Mechanism of extracellular potassium stimulation of protein synthesis in the in vitro hippocampus.

Abstract

AbstractTransverse slices of guinea‐pig hippocampus respond to small increases in extracellular potassium concentration [K +] by showing a marked augmentation in the rate of incorporation of labelled precursor amino acid into protein. We find that this augmentation is manifested equally in superfusing solutions containing low specific activity/high concentration precursor and high specific activity/low concentration precursor. This provides additional evidence that the effect of extracellular [K +] is on the rate of protein synthesis and not on the precursor pool. Extracellular [K +] augments amino acid incorporation normally in the presence of concentrations of α‐amanatin and actinomycin D which are inhibiting RNA synthesis by over 97%. This suggests the effect is exerted post‐transcriptionally.

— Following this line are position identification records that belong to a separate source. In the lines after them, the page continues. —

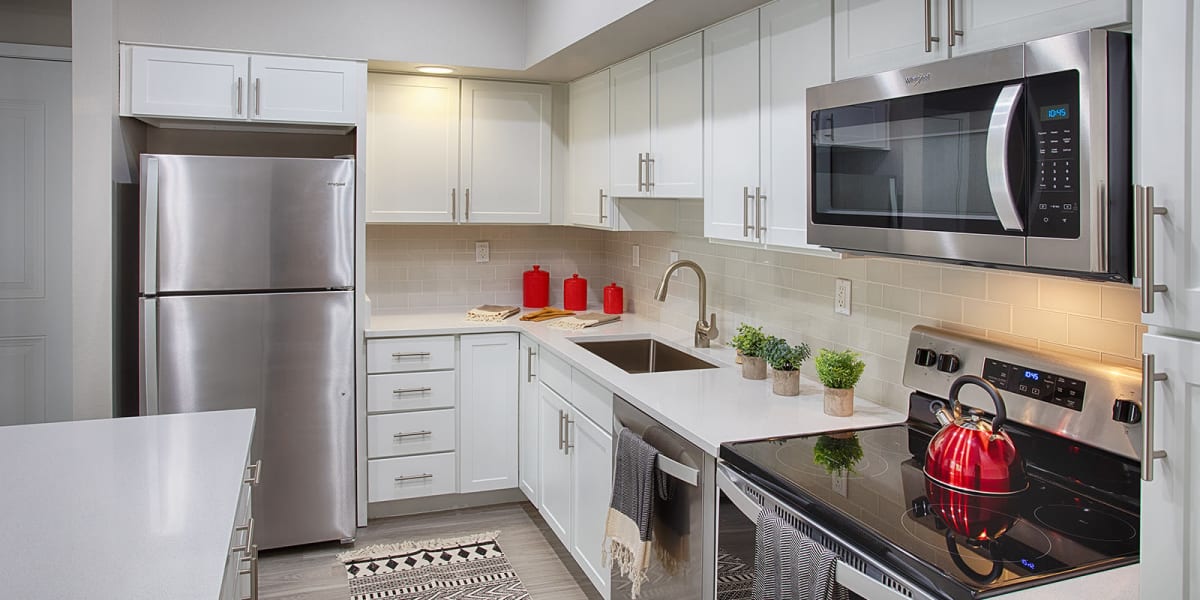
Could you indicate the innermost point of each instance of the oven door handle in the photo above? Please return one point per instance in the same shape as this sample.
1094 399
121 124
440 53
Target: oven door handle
999 132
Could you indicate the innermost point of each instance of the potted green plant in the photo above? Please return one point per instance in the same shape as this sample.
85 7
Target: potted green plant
839 372
785 361
750 341
838 453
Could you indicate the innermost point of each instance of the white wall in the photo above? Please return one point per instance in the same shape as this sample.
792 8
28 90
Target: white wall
469 33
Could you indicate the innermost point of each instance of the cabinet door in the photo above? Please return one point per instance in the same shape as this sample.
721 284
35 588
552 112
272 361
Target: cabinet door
487 415
988 24
880 35
292 89
795 52
412 149
630 125
555 465
504 162
588 179
1168 157
591 451
190 84
677 132
1170 540
527 430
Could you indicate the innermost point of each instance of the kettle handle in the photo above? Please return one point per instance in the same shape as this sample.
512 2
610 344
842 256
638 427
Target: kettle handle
1001 412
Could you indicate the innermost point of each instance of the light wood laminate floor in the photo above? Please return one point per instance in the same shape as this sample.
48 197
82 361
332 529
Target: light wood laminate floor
312 573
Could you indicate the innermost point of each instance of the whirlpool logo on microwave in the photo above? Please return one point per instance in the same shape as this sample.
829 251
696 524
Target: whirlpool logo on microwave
917 78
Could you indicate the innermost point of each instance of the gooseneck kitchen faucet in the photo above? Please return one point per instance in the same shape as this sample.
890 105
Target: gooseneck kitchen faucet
706 330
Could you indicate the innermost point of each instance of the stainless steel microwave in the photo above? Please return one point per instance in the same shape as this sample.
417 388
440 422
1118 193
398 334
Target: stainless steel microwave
1017 157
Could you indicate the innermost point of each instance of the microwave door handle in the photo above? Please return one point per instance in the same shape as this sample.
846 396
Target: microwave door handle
999 130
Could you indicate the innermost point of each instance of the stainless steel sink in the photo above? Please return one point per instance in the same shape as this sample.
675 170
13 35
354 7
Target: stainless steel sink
643 355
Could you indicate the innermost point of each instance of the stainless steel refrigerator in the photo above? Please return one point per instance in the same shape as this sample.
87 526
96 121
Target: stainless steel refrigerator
246 300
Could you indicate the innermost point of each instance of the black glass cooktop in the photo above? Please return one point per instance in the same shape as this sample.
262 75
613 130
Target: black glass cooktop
869 487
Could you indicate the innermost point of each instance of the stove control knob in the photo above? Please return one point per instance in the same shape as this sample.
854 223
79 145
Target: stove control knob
927 357
948 363
1126 411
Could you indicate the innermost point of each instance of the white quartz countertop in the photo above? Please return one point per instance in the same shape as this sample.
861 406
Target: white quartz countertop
138 508
707 407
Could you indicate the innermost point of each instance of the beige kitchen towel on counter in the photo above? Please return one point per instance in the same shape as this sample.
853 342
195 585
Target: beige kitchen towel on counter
490 313
587 319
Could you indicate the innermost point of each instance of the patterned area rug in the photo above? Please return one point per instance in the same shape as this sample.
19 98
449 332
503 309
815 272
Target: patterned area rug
467 568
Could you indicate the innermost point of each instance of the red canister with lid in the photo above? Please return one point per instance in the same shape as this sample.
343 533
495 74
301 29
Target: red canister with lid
575 293
613 299
537 288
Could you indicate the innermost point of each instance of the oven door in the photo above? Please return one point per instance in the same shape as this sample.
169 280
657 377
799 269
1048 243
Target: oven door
737 513
928 162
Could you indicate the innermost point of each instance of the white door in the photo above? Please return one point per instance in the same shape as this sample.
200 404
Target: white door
291 89
591 449
191 84
630 126
795 49
505 144
731 129
412 149
1170 534
35 241
587 195
676 168
487 412
527 418
881 35
988 24
555 465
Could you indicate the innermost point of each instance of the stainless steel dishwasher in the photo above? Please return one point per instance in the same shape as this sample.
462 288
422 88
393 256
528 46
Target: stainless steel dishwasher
691 511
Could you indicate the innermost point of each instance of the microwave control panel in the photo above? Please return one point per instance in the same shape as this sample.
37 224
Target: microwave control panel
1053 105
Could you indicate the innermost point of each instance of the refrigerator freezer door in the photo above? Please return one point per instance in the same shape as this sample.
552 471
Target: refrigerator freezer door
289 355
214 223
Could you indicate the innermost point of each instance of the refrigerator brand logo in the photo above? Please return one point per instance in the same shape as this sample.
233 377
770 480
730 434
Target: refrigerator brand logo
917 79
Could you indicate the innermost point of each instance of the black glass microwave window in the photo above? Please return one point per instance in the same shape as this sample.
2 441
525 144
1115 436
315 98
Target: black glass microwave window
917 162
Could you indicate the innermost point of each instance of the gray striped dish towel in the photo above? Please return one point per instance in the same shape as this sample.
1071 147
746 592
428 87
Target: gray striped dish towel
789 565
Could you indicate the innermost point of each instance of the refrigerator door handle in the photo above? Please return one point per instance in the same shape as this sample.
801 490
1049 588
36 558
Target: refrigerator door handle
150 229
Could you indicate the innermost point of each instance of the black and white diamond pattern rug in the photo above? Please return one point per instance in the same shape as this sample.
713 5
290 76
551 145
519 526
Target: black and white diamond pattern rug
467 568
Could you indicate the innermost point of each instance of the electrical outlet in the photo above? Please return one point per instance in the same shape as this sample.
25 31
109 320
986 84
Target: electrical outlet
841 298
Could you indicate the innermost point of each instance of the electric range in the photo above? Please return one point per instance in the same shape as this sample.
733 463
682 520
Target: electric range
864 493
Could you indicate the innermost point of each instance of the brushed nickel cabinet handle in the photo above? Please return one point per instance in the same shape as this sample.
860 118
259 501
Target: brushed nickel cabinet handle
1149 455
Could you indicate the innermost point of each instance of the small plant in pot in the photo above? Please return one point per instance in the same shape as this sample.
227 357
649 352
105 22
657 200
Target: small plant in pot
750 342
839 371
785 361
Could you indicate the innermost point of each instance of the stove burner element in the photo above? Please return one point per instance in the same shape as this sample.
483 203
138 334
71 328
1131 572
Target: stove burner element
1086 523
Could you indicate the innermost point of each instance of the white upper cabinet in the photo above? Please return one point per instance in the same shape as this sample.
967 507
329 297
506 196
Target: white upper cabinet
289 89
191 84
587 197
657 123
412 149
505 153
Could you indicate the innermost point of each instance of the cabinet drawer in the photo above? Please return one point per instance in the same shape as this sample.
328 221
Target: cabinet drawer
412 477
411 391
405 433
555 372
403 354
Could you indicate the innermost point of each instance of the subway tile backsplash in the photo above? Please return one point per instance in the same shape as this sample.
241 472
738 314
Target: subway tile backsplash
415 268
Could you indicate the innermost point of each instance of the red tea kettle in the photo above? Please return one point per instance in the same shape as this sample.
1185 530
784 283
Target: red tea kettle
971 454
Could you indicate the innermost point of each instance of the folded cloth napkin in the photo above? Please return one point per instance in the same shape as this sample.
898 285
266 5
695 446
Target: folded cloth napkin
491 312
587 319
789 565
635 481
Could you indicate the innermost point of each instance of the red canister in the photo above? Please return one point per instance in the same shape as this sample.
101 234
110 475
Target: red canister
537 288
575 293
613 299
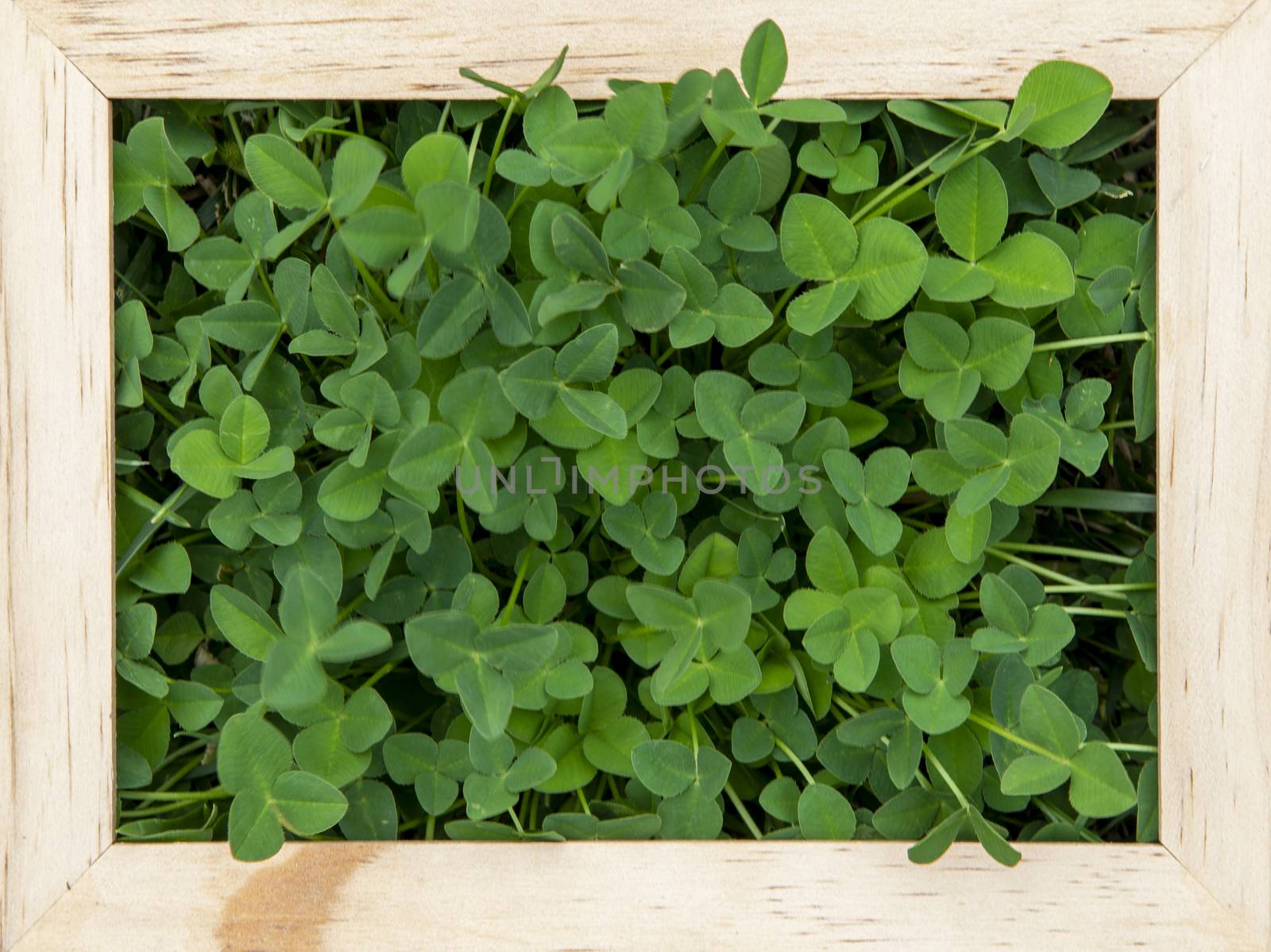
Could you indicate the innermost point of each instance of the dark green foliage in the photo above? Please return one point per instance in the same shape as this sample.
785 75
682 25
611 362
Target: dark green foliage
817 512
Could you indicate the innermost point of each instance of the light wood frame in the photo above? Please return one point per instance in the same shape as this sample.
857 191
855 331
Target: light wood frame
65 886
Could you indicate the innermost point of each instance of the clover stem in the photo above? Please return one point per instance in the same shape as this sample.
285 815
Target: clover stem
585 531
374 286
351 607
1133 748
265 283
991 725
1095 613
137 290
499 145
890 401
159 408
945 774
794 757
741 811
1101 588
1092 341
1063 550
516 584
192 796
468 537
384 669
705 169
1040 569
877 384
1058 816
887 200
783 300
171 505
516 202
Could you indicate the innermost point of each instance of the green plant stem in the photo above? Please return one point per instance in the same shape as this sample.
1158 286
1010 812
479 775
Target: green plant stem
1095 613
1092 341
374 286
945 776
184 796
379 674
794 757
991 723
585 531
1133 748
877 384
1101 588
158 407
741 811
899 183
137 290
345 613
861 216
268 289
518 582
1064 550
705 168
172 503
1042 571
499 145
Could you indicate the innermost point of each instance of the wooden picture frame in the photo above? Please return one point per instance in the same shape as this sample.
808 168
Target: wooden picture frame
64 885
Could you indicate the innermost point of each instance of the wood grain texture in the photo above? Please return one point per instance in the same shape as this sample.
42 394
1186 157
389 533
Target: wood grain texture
633 896
56 437
1215 469
393 50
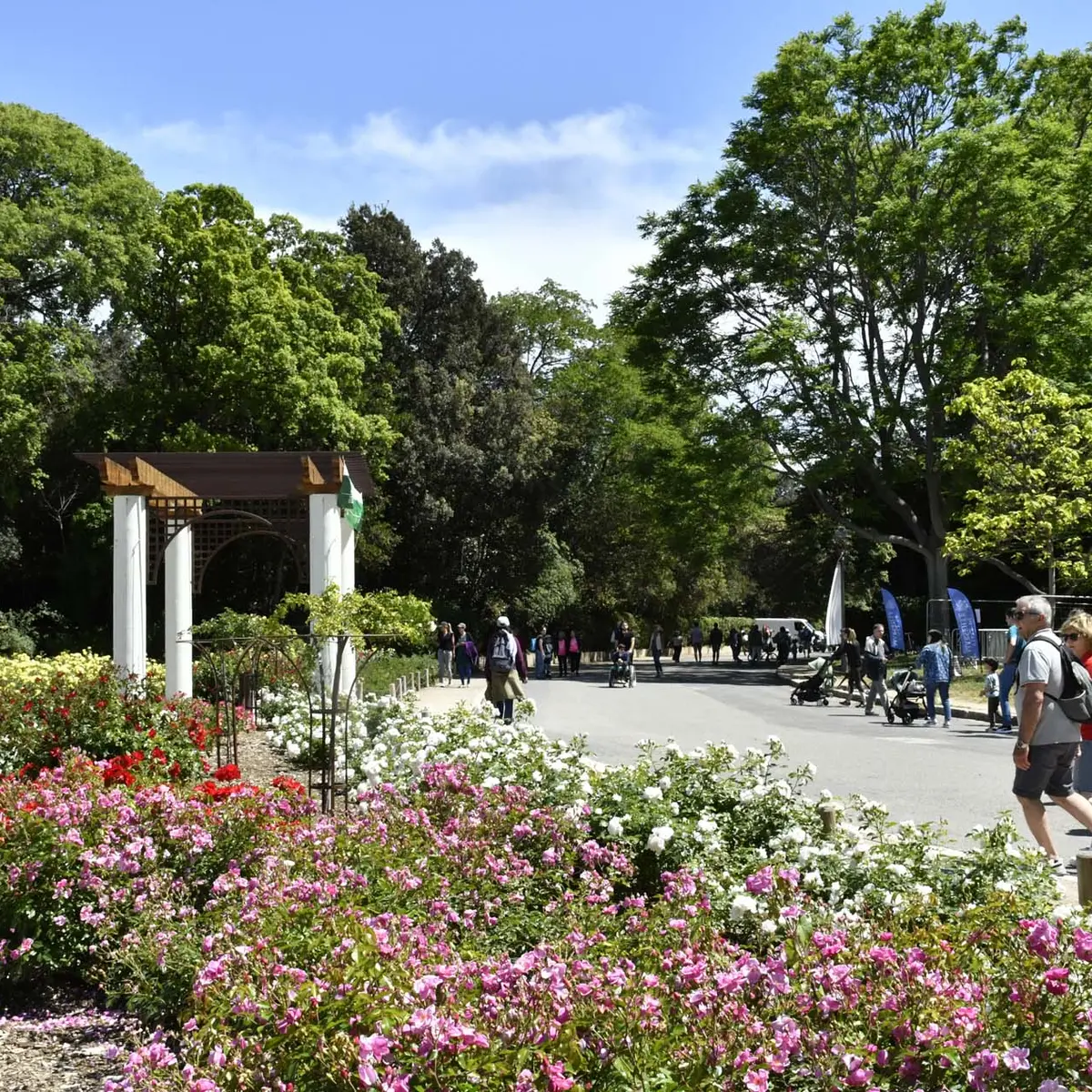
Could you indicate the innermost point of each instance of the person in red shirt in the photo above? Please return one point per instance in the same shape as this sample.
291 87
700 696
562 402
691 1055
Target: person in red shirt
1077 633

Extracellular [K +] causes an unattenuated increase in protein synthesis in the presence of high Mg2+ (20mm) or low Ca2+ (0 mm) in the superfusate–suggesting this effect of [K +] does not result from an effect on neurotransmitter release. Increases in extracellular [K+] which increase protein synthesis threefold (1.3‐6.4mm‐K +) increase the intracellular [K +]/[Na +] 2‐fold. 3 x 10‐7m‐Ouabain. which lowers incorporation by 40‐50% lowers [K +]/[Na +] by about 50% while having no effect on the uptake of labelled precursor or on the cell concentrations of ATP. These results suggest that protein synthesis in the cell is sensitive to [K. +]/[Na +] and that an alteration in this ratio is the mechanism by which the concentration of extracellular [K +] affects the rate of in vitro hippocampal protein synthesis. This effect of extracellular [K +] on synthesis is not observed in slices from non‐cerebral organs of the guinea pig.